That about sums it up, doesn’t it?
The United States men’s soccer team may or may not advance in the World Cup on Thursday, when all it needs is a draw against Germany to escape “The Group of Death.” It may or may not put Sunday’s debacle against Portugal behind it in the quest to further folly the loser mentality words of head coach Jurgen Klinsmann.
But the reality is that only a win or a draw on Thursday will erase the memories of one of the greatest soccer wins in Team USA history turning into one of the biggest chokes in this country’s soccer annals.
It’s OK to call it such. Yes, the US grabbed a point, and if you told anyone going into the tournament that America would have four points after two games, yada, yada, yada. Sunday was still a gag job, just as many labeled the US women’s team’s World Cup shootout title loss to Japan in 2011. Just as you could classify the Patriots drooling all over themselves in late fourth quarter situations of New England’s last two Super Bowls.
Buckner. Manning. Cundiff. The San Jose Sharks.
And yes, the United States men’s national soccer team.
I know, “hot sports take” and all, but if the US somehow loses against Germany (despite the cotton candy possibility that both teams would prefer to tie and advance), America’s World Cup will have come down to a game in which they were thoroughly outplayed and miraculously won, and a game in which they dominated the second half only to watch Portugal’s Cristiano Ronaldo and Silvestre Varela rip out a country’s heart as the world chuckled.
In other words, be prepared for “The Group of Death” to be used as the ultimate excuse.
“Obviously we’re disappointed, but at the end of the day you’ve got to look at the positives,” said captain Clint Dempsey, who put the US ahead, for what looked like for good, in the 81st minute. “We got a point.”
America should be celebrating a pair of World Cup wins Monday. They should have been one of eight teams with two wins to their name. Instead of six points, they’re now tied with Germany at four. Instead of playing Germany with something to prove, nothing to lose, the US now will tactically approach the contest in a way that both teams can benefit from. Wouldn’t it have been much more fun to go into Thursday with the reckless abandon of maybe putting a dagger into Germany’s heart?

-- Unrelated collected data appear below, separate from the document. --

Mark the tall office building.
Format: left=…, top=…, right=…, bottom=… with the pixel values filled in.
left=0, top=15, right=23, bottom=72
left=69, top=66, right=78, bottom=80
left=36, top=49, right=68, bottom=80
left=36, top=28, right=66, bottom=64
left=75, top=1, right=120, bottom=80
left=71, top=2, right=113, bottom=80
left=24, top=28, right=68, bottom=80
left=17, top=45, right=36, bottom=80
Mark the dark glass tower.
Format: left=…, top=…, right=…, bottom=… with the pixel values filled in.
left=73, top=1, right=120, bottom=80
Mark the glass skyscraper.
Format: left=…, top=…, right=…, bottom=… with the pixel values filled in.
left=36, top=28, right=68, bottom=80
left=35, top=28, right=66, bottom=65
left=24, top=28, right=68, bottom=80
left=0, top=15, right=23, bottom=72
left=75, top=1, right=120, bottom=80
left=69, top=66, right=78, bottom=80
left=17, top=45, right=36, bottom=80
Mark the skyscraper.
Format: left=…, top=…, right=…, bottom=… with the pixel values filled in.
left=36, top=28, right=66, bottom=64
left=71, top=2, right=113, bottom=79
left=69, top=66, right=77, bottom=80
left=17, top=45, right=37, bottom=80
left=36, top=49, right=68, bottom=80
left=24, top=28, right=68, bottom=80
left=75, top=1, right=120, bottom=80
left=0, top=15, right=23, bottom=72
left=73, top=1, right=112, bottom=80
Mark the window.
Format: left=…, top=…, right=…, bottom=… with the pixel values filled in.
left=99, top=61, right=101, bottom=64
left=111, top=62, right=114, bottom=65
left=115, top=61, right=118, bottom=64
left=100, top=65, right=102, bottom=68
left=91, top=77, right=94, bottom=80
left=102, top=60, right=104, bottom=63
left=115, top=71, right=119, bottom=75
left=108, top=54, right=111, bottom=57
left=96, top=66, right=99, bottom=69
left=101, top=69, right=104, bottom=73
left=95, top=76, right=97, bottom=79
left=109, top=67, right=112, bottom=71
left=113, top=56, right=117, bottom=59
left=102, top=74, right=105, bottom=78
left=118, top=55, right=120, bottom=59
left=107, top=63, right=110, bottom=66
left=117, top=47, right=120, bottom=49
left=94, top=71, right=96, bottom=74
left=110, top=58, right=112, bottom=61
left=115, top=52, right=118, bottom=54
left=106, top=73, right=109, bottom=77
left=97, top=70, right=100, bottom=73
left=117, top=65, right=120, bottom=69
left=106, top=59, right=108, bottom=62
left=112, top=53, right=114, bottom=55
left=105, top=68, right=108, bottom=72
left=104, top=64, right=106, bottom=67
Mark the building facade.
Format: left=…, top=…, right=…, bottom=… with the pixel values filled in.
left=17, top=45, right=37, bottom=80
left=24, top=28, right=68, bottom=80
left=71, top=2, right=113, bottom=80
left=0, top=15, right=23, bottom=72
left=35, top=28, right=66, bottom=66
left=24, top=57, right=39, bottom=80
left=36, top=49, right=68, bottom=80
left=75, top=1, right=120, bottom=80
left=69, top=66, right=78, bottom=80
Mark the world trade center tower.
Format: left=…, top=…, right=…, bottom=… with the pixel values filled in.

Instead, it’s as if soccer fans have fallen into Klinsmann’s trap. Hey, there’s no way we can win anyway. Might as well play the role of lovable underdog. Valiant show and all, but at least they got a point.
Sorry. If you’re invested in the sport at any level from the bandwagon to getting your visa stamped for Brazil, this sucks. The US choked.
“The agenda from the soccer community has been to put American soccer on the same kind of level as those guys in those other sports,” WEEI’s Tim Benz wrote. “Well, you get what you asked for. You can’t have it both ways. You can’t have sports on a big-time level without big-time fallout if you fail with extreme circumstances. And that’s what the US soccer team did Sunday vs. Portugal.”
I’m not soccer-infused enough to analyze Michael Bradley’s turnover, and how it led to Portugal’s glee. I’ll leave it to Taylor Twellman to suggest how Graham Zusi’s casual stroll to the sideline added an extra minute.
But the US screwed up somehow, and it led to one of the biggest gaffes in soccer’s much-debated place in this country’s history.
The statistics say that the US still has a good chance of advancing in the World Cup.
The truth remains, they already choked that opportunity away in about six or seven seconds on Sunday.
“Now we have to go out and beat Germany,” Klinsmann said. “That’s what we have to do. We have one less day to recover. We played in the Amazon, they played in a place with less travel. We have to do it the tough way.”
Perfect. Klinsmann is already making excuses four days out. As for Sunday, there aren’t any. The US gagged. It’s OK to say it.